Thanks Yoda, it worked, can we also use it to get the second sunday?
I mean to get it generalized?

Here is a generalized approach for sunday:

cal 5 2013 | /usr/xpg4/bin/awk -v n=2 'NR>2&&!/^  /{if(++c==n) {print $1;exit}}'

Change n variable value as per your requirement.

1 Like

Many Thanks to all, especially Yoda. Now I have learnt how to do this by your help

The previous expressions suffer from the format; the first week has different number of fields depending on the month.
The following tries to correct that

cal 5 2013 |
 sed 's/\(..\) /\1|/g' |
 awk -F"|" '(NF==7 || $1~/[0-9]/) && $day~/[0-9]/ && ++c==count {print $day+0}' day=1 count=2

You can put various days and counts ...

Same as I posted here:

How many threads are needed to solve one problem?

Jotne, please calm down. I noticed before that OP opened several similar threads, hence I requested him/her to refer another thread for ideas.

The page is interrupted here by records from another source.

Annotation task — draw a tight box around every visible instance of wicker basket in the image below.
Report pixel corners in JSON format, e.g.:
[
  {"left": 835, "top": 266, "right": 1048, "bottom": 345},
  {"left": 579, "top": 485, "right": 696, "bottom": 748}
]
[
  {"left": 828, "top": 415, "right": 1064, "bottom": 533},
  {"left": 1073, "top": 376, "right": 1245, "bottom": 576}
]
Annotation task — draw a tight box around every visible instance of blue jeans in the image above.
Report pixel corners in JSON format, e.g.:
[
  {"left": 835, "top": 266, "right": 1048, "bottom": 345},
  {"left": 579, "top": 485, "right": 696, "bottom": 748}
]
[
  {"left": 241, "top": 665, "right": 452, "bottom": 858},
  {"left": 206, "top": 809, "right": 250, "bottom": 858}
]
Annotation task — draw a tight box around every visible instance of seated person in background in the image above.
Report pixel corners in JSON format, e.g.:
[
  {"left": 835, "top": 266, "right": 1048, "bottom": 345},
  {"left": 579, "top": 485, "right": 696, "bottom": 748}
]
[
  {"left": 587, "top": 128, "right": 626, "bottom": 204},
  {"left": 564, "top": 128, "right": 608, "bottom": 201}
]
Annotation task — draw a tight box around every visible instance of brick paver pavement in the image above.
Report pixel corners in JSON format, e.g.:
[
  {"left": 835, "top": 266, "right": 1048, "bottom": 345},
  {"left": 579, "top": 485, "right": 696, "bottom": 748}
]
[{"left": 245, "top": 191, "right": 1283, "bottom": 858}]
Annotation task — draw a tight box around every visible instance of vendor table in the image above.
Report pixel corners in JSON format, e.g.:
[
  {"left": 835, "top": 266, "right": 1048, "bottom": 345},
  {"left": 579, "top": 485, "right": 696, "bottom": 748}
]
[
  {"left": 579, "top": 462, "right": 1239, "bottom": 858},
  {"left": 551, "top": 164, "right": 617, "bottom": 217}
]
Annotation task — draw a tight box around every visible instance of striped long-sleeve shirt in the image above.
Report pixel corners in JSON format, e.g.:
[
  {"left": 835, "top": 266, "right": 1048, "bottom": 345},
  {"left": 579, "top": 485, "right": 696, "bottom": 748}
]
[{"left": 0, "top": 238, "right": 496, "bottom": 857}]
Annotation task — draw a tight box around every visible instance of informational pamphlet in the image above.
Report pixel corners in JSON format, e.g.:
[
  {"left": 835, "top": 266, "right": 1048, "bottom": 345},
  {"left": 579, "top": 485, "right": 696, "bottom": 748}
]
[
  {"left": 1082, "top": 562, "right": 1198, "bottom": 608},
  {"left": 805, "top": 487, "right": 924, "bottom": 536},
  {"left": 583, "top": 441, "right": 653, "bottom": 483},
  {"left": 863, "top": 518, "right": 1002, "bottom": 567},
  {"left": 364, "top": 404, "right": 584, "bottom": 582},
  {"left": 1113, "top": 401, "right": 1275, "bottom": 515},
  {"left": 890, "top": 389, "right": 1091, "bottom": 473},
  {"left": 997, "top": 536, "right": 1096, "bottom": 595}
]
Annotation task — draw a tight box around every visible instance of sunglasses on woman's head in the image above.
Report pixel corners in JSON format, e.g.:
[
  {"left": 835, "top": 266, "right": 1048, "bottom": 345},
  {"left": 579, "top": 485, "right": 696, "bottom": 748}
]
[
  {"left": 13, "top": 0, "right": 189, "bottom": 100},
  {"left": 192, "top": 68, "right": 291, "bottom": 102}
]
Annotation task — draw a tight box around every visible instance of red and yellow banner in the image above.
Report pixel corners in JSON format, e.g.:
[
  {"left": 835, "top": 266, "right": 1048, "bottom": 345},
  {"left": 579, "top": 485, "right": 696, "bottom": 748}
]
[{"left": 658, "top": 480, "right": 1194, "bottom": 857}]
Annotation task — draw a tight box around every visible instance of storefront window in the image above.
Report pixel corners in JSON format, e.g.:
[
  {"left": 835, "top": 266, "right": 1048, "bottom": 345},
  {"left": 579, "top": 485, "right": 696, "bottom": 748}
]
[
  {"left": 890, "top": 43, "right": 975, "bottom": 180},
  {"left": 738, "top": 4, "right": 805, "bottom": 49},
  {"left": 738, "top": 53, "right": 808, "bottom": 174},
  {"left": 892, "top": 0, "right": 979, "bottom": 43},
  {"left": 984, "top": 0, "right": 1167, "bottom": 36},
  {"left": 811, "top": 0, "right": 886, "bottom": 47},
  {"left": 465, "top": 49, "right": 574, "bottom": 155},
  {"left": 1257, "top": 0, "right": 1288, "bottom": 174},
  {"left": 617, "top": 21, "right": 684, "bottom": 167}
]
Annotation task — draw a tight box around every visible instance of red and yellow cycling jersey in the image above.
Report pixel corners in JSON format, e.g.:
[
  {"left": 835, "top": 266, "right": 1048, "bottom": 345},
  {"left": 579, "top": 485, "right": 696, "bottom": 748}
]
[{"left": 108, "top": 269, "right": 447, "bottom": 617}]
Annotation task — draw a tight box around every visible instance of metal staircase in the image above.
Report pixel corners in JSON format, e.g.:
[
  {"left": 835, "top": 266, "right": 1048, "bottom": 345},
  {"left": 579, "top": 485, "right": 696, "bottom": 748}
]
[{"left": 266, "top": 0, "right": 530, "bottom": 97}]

You can check my previous post.

But OP had some trouble with the way he/she getting cal command output, so he/she requested for additional assistance with tweaking the solutions posted.

That's all.

1 Like

I am very calm :wink:

Found this
https://bugs.launchpad.net/ubuntu/\+source/bsdmainutils/\+bug/908233

Other solution

ncal -m 5 | awk '/Su/ {print $3}'
12
1 Like

:eek:OMG 11 threads! ELEVEN THREADS!!

Time! Calendars! Didn't anyone pay attention in grade school? If day 1 of the month is not Sunday (0) according to the dow from GNU date '+%D', then it is 7-dow days away on the date ( 1 + 7 - dow )? The general solution is (( 7 - dow(1st) ) % 7 ) + 1. Ooh, the numbers go spinning around so!